Published in final edited form as: Mol Cell. 2018 Nov 8;72(5):823–835.e5. doi: 10.1016/j.molcel.2018.09.019

Figure 2: HPV E6 promotes Cdt2 and USP46 interaction.

Figure 2:

(A) Rescue of Cdt2 stabilization after siUSP46 using siRNA-resistant USP46 overexpression. HeLa cells were transfected with indicated plasmids and siRNAs as indicated and immunoblotted. Lane 3: siRNA-resistant HisUSP46. (B) HeLa or U2OS cell lysates immuno-precipitated with control IgG or anti-Cdt2 antibodies, and immunoblotted. (C) E6-USP46-Cdt2 interaction reconstituted in vitro.

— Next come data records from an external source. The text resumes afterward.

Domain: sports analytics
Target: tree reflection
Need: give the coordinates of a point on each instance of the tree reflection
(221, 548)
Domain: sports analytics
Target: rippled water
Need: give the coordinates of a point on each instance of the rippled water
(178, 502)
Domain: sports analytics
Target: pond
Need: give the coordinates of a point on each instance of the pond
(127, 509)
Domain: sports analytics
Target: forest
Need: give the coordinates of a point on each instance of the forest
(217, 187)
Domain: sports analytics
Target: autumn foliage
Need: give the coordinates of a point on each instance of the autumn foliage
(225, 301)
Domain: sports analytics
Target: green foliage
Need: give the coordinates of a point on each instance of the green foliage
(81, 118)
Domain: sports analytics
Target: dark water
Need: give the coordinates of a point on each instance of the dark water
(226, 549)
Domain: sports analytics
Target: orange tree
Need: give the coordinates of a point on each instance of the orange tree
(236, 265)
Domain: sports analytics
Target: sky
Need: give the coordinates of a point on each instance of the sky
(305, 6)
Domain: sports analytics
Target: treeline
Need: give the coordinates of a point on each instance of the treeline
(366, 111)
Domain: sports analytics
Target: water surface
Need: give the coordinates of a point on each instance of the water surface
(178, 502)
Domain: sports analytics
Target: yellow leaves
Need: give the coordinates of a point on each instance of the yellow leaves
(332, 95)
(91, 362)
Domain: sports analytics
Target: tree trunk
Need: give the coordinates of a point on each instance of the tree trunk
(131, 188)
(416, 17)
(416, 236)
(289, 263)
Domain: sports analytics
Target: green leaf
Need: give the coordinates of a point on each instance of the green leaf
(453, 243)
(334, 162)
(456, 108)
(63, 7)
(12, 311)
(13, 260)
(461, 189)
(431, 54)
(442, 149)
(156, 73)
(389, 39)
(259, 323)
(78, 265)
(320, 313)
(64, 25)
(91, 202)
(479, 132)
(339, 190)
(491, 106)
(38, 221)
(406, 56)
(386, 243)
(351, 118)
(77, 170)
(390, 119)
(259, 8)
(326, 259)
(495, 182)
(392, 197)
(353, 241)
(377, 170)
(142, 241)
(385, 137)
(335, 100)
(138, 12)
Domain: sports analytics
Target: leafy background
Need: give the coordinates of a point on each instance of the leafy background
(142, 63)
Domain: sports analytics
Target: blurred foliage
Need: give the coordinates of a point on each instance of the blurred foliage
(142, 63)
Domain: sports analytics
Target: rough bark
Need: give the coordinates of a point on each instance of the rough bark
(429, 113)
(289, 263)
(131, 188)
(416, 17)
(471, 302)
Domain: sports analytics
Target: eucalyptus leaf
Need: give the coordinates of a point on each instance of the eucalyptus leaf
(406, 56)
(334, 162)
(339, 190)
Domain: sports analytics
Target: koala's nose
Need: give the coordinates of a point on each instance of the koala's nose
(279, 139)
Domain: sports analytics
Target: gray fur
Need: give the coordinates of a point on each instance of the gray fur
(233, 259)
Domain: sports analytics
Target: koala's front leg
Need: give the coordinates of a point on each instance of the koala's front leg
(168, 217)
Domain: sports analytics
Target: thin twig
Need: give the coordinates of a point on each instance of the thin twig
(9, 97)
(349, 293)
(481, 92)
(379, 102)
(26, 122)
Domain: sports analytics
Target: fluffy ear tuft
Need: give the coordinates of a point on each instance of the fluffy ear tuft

HisUSP46 from 293T cell lysates bound to nickel-NTA beads in the presence of bacterially purified GST or GST-E6. Immunoblot of bound proteins shows cellular Cdt2 associating with column along with GST-E6. Right hand panel shows 10% input cell lysate or GST protein. (D) Bacterially purified GST or GST-E6 incubated with bacterially purified His-USP46, loaded onto a nickel-NTA column, washed, eluted and immunoblotted with indicated antibodies. (E) Bacterially purified E6 interacts with USP46 purified from mammalian cells. Left: Glutathione beads coated with GST or GST-16E6 were incubated with purified His-USP46 (lanes 1 and 3). Nickel beads coated with nothing or His-USP46 were incubated with GST-16E6 (lanes 2 and 4). Beads were washed and boiled in Laemmli buffer for immunoblotting. Right, Lanes 1 and 2: input (10%) purified GST-E6 or His-USP46. Lane 3: 293T cell lysate from which the HisUSP46 was purified to show that cellular Cdt2 has been removed from the purified His-USP46 in lane 2. (F) E6 promotes interaction between Cdt2 and USP46 but USP46 is essential for the interaction between E6 and Cdt2. HEK293T cells transiently transfected with plasmids or siRNAs indicated at top. 48 hr later, cell lysates were immunoprecipitated with anti-flag antibody and immunoblotted. Input: 15% of input lysates.